I agree with you that driving manually will become a luxury but it's important to recognise that it will manifest as a discount on self driving, not a surcharge on manual.
The only way in which I can see a surcharge on manual happening is if it becomes so incredibly rare that it becomes a niche product, or if there ends up being a bias e.g. it turns out that the pool of manual drivers is now biased towards people who like to drive in a risky manner.
If anything, in a competitive market that is able to price individual risk appropriately, the cost of manual insurance for you or I should be lower in the self driving world, because most other drivers are now "superhuman" and thus we should get into fewer accidents.

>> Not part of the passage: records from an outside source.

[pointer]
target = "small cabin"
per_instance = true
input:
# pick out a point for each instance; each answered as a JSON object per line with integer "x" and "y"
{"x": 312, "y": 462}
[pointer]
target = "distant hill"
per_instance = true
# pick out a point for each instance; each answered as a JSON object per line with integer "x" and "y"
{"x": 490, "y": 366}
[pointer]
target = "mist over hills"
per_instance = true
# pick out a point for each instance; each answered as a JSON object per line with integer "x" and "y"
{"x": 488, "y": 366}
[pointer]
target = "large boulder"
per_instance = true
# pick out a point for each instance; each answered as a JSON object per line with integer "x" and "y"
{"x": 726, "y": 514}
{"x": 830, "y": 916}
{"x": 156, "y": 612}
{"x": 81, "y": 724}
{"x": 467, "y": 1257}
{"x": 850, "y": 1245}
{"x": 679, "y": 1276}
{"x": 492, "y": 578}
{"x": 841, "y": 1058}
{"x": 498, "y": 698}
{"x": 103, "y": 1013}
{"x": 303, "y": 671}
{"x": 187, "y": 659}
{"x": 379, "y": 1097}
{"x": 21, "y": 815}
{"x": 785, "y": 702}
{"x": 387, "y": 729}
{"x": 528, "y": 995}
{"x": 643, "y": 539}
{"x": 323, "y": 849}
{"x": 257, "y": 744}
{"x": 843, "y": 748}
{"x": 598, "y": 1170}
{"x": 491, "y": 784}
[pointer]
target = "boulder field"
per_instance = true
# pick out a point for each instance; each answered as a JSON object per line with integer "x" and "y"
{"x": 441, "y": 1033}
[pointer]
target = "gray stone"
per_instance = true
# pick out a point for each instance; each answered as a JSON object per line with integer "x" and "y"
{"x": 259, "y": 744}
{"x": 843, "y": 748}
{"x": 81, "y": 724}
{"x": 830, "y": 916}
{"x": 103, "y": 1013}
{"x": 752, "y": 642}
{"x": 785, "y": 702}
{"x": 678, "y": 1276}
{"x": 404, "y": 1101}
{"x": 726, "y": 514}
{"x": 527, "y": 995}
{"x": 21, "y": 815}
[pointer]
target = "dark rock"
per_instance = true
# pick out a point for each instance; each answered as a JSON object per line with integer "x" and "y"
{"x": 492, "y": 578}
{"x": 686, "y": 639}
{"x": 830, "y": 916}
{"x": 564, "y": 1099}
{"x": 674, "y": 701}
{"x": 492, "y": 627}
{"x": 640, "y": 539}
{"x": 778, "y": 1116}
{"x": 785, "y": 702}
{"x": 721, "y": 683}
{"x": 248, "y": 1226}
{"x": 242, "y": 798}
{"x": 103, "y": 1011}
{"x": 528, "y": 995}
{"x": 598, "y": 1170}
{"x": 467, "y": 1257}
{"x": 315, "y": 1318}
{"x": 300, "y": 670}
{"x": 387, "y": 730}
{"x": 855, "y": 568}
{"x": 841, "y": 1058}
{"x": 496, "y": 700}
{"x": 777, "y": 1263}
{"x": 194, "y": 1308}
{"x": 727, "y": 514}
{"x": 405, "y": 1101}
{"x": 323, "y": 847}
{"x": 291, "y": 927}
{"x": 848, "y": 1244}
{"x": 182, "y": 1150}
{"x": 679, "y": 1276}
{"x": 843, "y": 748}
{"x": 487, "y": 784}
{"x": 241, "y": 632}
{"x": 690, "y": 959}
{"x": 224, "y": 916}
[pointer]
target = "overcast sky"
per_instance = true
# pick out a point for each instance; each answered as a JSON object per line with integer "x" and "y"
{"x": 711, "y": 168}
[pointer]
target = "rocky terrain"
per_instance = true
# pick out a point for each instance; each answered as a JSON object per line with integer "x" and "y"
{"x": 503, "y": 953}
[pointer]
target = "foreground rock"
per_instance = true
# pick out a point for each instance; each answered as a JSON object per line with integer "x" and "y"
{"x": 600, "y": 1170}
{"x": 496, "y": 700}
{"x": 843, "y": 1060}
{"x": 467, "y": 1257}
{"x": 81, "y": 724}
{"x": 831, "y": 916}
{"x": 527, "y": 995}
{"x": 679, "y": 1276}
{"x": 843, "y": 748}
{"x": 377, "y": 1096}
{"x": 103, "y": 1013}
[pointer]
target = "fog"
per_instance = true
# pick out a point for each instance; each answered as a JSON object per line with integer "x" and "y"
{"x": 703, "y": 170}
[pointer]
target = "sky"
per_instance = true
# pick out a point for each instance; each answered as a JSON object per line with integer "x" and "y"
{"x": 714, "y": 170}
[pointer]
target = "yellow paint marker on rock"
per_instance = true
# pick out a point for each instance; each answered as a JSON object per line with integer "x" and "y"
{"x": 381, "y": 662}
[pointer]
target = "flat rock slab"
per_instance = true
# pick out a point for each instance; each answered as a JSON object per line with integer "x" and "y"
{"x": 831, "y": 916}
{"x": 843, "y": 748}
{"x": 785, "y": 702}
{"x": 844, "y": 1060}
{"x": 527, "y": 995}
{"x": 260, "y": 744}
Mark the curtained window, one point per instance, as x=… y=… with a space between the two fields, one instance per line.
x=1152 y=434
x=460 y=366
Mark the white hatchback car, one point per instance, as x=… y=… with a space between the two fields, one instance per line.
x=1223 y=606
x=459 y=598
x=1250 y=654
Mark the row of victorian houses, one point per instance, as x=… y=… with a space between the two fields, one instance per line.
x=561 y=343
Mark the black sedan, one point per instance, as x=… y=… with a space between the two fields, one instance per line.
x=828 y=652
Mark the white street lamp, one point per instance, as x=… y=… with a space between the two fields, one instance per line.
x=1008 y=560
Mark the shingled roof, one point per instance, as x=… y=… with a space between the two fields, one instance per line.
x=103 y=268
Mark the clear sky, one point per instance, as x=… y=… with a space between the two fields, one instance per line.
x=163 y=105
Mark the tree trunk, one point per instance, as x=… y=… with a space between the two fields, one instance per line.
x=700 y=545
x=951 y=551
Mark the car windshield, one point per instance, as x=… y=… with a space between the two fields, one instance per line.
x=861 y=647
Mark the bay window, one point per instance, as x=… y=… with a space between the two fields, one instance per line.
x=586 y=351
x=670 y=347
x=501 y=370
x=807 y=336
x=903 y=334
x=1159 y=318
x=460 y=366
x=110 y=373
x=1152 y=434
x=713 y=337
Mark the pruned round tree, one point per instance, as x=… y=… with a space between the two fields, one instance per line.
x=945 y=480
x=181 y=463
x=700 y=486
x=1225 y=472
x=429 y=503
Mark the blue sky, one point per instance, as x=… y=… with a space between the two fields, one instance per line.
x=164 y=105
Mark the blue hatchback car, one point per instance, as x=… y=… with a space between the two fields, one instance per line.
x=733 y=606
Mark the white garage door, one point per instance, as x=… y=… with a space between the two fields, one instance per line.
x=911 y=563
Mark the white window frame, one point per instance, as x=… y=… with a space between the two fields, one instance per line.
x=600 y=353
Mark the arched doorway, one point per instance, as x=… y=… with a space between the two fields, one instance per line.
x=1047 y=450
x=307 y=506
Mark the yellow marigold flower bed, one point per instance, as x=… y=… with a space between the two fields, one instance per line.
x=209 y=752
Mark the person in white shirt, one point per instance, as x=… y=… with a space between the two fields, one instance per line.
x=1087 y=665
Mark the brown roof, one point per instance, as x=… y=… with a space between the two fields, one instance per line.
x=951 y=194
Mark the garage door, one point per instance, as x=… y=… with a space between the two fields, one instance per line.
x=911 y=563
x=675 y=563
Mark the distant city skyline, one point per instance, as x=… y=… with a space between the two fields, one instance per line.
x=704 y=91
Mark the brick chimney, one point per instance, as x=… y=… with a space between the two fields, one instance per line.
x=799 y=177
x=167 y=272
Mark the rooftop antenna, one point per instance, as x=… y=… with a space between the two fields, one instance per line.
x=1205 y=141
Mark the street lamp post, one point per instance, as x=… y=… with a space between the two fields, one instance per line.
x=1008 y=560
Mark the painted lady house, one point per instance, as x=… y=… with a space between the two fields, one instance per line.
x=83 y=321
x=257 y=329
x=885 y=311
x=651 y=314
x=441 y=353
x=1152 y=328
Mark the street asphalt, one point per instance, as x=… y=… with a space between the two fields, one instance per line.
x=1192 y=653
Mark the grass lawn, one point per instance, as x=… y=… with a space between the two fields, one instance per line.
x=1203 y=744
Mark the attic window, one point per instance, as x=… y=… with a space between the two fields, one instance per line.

And historically has this competitive market manifested itself? Or have insurance companies instead vastly changed from their 'distributed risk' origins and instead act more as corporate entities with profits at the forefront, where the moment you actually use them the cost of being insured rises?
I don't think insurance companies need to distribute risk from auto insurance. They do, however, need it for property insurance. Floods, earthquakes, and fires and level thousands of homes quickly. There isn't any risk like that for driving.
The only way in which I can see a surcharge on manual happening is if it becomes so incredibly rare that it becomes a niche product, or if there ends up being a bias e.g. it turns out that the pool of manual drivers is now biased towards people who like to drive in a risky manner.
If anything, in a competitive market that is able to price individual risk appropriately, the cost of manual insurance for you or I should be lower in the self driving world, because most other drivers are now "superhuman" and thus we should get into fewer accidents.